Best way to maximize 100gbps GCP gVNIC?

What is the problem you are having with rclone?

I want to perform Cloud-to-Cloud transfers using rclone that maximize the bandwidth I can get (100gbps)

I am currently seeing only 2.2gbps speeds when doing a GCS to crypt(GDrive) transfer. Even Ookla's speedtest CLI reports higher (albeit not close to 100gbps)

Run the command 'rclone version' and share the full output of the command.

rclone v1.53.3-DEV
- os/arch: linux/amd64
- go version: go1.18

Which cloud storage system are you using? (eg Google Drive)

rclone-crypt(Google Drive), GCS, rclone-crypt(Box) and Dropbox

The command you were trying to run (eg rclone copy /tmp remote:tmp)

rclone -v copy GCS:takeout-export-HASH crypt-gdrive: --drive-chunk-size 512M

A log from the command with the -vv flag

2022/09/04 23:24:50 INFO  : 
Transferred:   	   16.008G / 17.252 TBytes, 0%, 273.852 MBytes/s, ETA 18h19m58s
Checks:                 4 / 4, 100%
Transferred:            4 / 5480, 0%
Elapsed time:       1m5.7s
Transferring:
 * tZ/1.zip: 87% /3.475G, 53.395M/s, 8s
 * tZ/2.zip: 20% /3.993G, 85.328M/s, 38s
 * tZ/3.zip: 16% /3.993G, 124.827M/s, 27s
 * tZ/4.zip:  2% /2.270G, 31.818M/s, 1m11s

Adding --transfers 16 and changing to --drive-chunk-size 1G also keeps it limited to 280MBytes/s

Is there a way to see if the source (GCS) side is slow or if the destination (rclone-crypt(GDrive)) is slow?

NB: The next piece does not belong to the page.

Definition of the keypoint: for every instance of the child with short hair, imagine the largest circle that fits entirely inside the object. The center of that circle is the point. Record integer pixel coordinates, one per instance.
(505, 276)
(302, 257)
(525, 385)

Which one is the bottleneck?

That's a very old version so updating would be good.

What's the current bottleneck you are seeing? CPU?

I can't figure out what remote is what as you didn't share a rclone.conf.

To my understanding, you'll be paying egress out to dropbox so you'll get quite a bill if you transfer large amounts of data out.

1 Like

Thanks for looking into this!

Version updated.

$rclone --version
rclone v1.59.1
- os/version: ubuntu 22.04 (64 bit)
- os/kernel: 5.15.0-1017-gcp (x86_64)
- os/type: linux
- os/arch: amd64
- go/version: go1.18.5
- go/linking: static
- go/tags: none

Here's the config (I removed Dropbox to make this easier to debug for now):

~$ rclone config show
Enter configuration password:
password:

[GCSTakeout]
type = google cloud storage
object_acl = authenticatedRead
token = 

[GDrive]
type = drive
client_id = x.apps.googleusercontent.com
client_secret = 
token = 
team_drive = x
root_folder_id = 

[rGDrive]
type = crypt
remote = Gdrive:folderpath
password = x
password2 = x-x

The latest command I've tried:

rclone -v copy GCSTakeout:takeout-export-HASH rGDrive: --drive-chunk-size 1G --transfers 16

It's not CPU bound afaict as it remains under 10% on GCP dashboard as well as tops:

I find that when I do two separate rclone copy commands (for different source buckets), I am able to get BW utilization to 600MiB/s (vs ~350MiB/s for just one run)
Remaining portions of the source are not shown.